# Building a Production RAG System with LangChain + Pinecone: Hallucination Countermeasures and Accuracy Improvement in Practice

> A guide to building a RAG system at production-operation level, not a verification environment. The 5 hallucination countermeasures, accuracy-evaluation methods, and cost-optimization strategies implemented with LangChain + Pinecone + FastAPI, explained with real code.

- Published: 2025-01-10
- Author: 友田 陽大
- Tags: AI, RAG, LangChain, Pinecone, OpenAI, Python, FastAPI, 機械学習, NLP
- URL: https://tomodahinata.com/en/blog/langchain-pinecone-production-rag-system
- Category: Generative AI, LLMs & RAG
- Pillar guide: https://tomodahinata.com/en/blog/vercel-ai-sdk-production-llm-apps-streaming-tools-rag

## Key points

- Hallucination countermeasures are defense-in-depth — layer forced source citation, confidence scores, metadata filters, and human review
- Retrieval accuracy hinges on chunk-size optimization; in experiments, chunk_size=512 was the optimal balance of accuracy and speed
- Quantitatively evaluate RAG accuracy with Recall@5, Precision@5, and MRR, and continuously monitor
- Optimize cost with model selection (partial downgrade to GPT-3.5) and caching
- Logically separate with Pinecone namespaces, and specify the same namespace at search time too to prevent data leakage

---

"I want to put a RAG system into production, but I can't solve the hallucination problem."
"The LangChain tutorial worked, but the accuracy is too low to be practical."
"The cost estimate is unclear, and I can't read the budget when scaling."

These are the challenges that development leads trying to integrate AI features into an existing SaaS, and engineers wanting to take a RAG system from PoC to production, face.
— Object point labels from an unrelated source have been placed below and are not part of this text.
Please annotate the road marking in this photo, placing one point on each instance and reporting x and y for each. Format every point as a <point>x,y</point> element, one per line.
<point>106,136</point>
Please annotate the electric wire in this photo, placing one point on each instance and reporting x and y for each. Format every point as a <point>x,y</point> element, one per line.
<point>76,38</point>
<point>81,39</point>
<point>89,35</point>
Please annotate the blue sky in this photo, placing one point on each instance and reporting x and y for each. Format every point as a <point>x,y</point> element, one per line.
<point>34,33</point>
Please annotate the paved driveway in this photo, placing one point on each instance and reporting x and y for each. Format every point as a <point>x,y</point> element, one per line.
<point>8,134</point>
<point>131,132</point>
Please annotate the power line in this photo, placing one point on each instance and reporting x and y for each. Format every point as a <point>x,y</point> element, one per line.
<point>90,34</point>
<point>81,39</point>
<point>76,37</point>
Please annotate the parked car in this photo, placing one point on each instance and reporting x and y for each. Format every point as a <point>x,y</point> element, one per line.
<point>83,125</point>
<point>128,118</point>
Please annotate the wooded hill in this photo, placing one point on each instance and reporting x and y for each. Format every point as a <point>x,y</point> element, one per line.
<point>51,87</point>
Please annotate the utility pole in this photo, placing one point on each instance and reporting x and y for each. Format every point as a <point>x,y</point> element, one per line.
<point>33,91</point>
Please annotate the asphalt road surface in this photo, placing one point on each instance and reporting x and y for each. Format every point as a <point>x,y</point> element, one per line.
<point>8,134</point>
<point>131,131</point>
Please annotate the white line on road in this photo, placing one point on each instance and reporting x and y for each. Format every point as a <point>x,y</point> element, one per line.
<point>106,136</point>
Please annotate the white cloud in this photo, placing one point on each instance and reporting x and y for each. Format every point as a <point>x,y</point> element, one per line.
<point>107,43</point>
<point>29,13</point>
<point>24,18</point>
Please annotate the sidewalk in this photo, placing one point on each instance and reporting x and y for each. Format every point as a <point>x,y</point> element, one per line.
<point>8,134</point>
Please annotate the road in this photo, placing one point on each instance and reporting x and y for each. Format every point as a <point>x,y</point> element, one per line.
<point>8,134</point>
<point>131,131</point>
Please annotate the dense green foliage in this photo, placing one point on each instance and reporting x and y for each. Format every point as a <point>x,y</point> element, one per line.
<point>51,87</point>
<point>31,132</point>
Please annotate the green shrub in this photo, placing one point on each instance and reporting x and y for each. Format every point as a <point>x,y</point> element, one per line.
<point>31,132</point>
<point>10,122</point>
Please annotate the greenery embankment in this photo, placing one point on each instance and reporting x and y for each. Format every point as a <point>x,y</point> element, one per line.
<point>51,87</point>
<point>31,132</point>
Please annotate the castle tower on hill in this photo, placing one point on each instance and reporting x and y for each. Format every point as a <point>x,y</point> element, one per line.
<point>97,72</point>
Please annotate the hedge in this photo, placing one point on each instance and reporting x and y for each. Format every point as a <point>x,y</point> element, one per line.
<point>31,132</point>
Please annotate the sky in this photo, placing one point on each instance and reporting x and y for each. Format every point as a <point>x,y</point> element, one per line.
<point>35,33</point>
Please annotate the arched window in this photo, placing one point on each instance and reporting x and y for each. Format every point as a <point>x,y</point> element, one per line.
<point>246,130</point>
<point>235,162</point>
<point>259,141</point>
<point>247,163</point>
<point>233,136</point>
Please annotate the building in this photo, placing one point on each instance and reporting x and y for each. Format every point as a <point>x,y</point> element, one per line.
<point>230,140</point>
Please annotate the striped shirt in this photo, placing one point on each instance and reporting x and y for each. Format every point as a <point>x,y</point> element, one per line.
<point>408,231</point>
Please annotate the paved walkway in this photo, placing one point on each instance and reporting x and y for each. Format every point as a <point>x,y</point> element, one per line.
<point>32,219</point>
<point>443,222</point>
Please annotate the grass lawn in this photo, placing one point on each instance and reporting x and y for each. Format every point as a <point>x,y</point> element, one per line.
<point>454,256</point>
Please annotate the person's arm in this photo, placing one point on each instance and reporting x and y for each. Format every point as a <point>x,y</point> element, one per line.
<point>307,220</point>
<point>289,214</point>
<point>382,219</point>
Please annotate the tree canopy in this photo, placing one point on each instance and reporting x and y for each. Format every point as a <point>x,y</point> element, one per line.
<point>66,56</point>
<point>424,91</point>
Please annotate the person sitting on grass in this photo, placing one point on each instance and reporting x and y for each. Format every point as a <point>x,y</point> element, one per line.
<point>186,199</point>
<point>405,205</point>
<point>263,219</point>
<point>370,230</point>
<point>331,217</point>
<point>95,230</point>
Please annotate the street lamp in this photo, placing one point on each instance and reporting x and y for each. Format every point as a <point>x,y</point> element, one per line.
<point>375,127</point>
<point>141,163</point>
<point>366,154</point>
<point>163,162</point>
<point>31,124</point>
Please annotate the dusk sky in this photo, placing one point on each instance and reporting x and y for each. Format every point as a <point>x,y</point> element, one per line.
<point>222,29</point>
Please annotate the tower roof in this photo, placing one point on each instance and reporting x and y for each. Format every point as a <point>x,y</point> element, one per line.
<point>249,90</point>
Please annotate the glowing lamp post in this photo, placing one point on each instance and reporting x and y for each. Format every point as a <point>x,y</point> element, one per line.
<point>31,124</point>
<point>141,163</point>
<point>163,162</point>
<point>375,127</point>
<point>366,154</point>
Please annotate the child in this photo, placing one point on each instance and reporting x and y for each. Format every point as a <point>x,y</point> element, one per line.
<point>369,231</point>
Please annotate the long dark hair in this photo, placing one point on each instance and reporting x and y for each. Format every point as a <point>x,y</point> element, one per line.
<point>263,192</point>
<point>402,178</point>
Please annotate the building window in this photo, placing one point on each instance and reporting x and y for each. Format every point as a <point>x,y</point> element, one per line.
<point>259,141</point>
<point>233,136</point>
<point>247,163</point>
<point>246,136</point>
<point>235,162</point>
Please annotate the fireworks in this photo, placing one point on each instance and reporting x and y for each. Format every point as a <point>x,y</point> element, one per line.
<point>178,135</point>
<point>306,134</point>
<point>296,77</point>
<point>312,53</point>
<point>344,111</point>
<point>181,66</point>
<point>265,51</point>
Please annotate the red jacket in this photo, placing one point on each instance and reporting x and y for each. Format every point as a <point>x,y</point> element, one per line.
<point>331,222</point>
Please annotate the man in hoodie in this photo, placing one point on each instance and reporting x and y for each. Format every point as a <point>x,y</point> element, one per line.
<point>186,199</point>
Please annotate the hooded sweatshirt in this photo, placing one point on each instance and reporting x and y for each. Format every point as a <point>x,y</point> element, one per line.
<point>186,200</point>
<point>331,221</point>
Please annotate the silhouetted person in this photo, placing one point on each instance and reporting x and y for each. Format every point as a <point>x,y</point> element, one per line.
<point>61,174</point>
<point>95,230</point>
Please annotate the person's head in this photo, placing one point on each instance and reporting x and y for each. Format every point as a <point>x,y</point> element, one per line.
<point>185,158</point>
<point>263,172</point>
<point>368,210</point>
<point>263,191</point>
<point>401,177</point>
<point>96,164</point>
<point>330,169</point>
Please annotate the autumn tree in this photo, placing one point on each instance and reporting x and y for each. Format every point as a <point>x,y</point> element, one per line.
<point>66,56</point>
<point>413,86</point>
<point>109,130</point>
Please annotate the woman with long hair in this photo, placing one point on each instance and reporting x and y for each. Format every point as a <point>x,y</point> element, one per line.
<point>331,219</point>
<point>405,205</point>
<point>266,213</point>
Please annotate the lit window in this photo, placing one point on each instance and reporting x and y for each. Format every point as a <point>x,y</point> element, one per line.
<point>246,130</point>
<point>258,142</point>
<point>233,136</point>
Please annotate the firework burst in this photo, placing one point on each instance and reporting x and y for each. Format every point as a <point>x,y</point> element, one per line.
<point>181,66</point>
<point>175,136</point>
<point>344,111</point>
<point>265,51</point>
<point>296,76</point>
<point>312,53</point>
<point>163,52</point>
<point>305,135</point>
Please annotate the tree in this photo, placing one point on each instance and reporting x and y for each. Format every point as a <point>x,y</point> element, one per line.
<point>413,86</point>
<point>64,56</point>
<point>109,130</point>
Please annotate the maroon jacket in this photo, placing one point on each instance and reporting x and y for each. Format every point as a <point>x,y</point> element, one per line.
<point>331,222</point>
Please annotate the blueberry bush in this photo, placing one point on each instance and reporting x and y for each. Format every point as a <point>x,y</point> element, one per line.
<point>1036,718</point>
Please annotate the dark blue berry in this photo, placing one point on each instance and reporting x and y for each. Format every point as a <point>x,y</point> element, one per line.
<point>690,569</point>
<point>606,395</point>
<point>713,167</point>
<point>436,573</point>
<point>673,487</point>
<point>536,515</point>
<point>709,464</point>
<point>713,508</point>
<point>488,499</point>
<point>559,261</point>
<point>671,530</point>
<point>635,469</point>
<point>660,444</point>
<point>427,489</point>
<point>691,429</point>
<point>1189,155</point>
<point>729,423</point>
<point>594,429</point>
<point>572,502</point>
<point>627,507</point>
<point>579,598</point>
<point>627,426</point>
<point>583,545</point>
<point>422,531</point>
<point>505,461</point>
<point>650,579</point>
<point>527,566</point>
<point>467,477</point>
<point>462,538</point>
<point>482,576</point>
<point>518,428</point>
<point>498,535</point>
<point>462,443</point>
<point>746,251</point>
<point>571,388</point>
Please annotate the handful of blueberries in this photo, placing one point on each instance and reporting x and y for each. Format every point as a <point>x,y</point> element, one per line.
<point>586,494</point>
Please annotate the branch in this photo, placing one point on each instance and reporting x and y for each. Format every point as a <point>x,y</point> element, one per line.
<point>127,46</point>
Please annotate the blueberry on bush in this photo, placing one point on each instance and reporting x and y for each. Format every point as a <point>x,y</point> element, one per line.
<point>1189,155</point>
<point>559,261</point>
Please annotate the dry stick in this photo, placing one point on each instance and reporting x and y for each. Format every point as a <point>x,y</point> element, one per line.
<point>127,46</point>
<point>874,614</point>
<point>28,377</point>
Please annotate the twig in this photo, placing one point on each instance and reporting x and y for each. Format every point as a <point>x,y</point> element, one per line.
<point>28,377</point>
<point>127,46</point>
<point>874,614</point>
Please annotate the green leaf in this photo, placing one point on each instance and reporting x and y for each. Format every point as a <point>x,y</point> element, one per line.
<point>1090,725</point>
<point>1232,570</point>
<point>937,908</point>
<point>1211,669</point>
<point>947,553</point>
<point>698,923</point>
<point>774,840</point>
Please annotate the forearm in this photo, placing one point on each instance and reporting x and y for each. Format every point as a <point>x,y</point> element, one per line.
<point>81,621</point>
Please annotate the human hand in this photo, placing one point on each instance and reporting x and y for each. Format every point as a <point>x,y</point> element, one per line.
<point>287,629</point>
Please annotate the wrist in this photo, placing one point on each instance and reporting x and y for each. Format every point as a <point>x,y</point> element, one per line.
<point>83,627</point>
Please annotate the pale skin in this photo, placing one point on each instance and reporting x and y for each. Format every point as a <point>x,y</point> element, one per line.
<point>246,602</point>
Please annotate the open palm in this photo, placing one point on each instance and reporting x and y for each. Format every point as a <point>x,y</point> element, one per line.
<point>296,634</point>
I hit the same wall.

In this article, I publish the implementation of a production-level RAG system built with **LangChain + Pinecone + FastAPI**. Not a mere tutorial — I share the realities of production operation, all the way to **the 5 hallucination countermeasures**, **quantitative methods of accuracy evaluation**, and **a cost estimate at 10,000 queries/month**.

---

## Premise: What Is a RAG System

### The Basics of RAG (Retrieval-Augmented Generation)

RAG is a **technique that searches and injects external knowledge into a large language model (LLM) to raise answer accuracy**.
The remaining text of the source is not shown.